The Trigg County school district itself landed $117,000 to retrofit some of the district’s school buses, said Trigg County School Superintendent Tim McGinnis, who added that the goal is to have all buses retrofitted by June 20, 2010.
“The initiative is to reduce pollutants through the installation of equipment that ‘re–burns’ exhaust,” McGinnis said.
Mark Harris, director of transportation for Trigg County Schools, said the emissions on the buses will be reduced by up to 70 – 85 percent.
The school system has 41 buses, including the regular 66-passenger buses as well as the small buses and buses for the handicapped, and of those 17 of the buses from before 2007 will be retrofitted, Harris said.
“I am pleased to announce that as a result of this funding, over 202,000 students will benefit from this program.

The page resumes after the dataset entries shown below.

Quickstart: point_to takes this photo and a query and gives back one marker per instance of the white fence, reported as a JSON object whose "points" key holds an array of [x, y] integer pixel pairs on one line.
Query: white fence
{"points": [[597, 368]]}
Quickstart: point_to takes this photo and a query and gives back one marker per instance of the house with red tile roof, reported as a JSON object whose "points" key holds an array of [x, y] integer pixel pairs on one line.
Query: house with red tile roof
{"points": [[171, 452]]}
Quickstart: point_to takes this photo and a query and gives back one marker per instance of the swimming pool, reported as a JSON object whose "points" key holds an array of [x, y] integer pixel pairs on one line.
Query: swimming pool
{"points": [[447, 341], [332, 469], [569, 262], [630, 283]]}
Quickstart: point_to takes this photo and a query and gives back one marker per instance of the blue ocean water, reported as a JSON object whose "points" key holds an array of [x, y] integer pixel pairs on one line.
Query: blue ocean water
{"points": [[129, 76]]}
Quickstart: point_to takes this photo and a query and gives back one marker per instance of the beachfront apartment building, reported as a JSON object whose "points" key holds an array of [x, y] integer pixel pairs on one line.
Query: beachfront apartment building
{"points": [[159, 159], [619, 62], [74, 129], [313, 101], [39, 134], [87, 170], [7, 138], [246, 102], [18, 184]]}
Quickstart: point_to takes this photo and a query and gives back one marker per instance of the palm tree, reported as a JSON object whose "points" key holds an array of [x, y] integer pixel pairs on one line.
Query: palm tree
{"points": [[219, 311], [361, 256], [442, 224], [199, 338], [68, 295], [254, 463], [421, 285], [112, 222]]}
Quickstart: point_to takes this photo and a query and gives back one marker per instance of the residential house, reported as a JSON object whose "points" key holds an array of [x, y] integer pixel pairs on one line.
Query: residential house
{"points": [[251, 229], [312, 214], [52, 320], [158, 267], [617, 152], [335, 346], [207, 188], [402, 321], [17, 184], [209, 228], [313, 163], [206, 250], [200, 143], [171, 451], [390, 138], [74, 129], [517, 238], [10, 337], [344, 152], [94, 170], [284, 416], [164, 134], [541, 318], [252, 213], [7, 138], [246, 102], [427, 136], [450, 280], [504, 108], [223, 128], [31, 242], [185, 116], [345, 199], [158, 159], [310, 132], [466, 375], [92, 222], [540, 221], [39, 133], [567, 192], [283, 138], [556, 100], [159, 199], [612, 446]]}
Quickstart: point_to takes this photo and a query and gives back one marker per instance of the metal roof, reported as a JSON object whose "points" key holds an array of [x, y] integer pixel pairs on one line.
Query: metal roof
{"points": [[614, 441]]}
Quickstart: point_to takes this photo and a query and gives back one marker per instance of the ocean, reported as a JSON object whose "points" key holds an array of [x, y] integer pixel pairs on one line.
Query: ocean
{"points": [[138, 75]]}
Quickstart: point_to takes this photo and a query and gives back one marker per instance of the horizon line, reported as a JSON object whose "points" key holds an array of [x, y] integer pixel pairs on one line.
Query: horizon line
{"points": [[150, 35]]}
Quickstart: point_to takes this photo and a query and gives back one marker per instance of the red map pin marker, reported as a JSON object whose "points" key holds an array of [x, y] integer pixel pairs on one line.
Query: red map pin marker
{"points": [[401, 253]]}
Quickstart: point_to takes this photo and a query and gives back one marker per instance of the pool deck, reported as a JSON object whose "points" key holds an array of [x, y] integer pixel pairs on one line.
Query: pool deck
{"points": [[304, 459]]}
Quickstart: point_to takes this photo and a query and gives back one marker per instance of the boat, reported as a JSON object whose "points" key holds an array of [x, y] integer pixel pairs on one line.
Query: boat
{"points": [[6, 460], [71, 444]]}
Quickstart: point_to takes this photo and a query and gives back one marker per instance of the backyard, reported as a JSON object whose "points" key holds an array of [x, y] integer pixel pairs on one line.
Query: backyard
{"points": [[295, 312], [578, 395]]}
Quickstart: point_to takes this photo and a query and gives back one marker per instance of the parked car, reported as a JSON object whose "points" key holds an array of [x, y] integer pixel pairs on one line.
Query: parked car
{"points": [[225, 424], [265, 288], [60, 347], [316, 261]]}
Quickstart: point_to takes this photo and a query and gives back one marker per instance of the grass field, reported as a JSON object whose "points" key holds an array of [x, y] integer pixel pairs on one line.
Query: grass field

Air, both in the bus cabin and outside of the buses, will be cleaner, resulting in less student and staff absenteeism from health concerns such as asthma,” said Beshear.
The Trigg County Board of Education had authorized McGinnis to apply for the funding in May, said McGinnis.
The buses will be retrofitted with a combination of diesel oxidation catalysts, diesel multi-stage filters, and crankcase shaft filters, Blanton said, going on to say that the funding also went to purchasing diesel particulate filter cleaning machines and replacement filters for the crankcase shaft filters.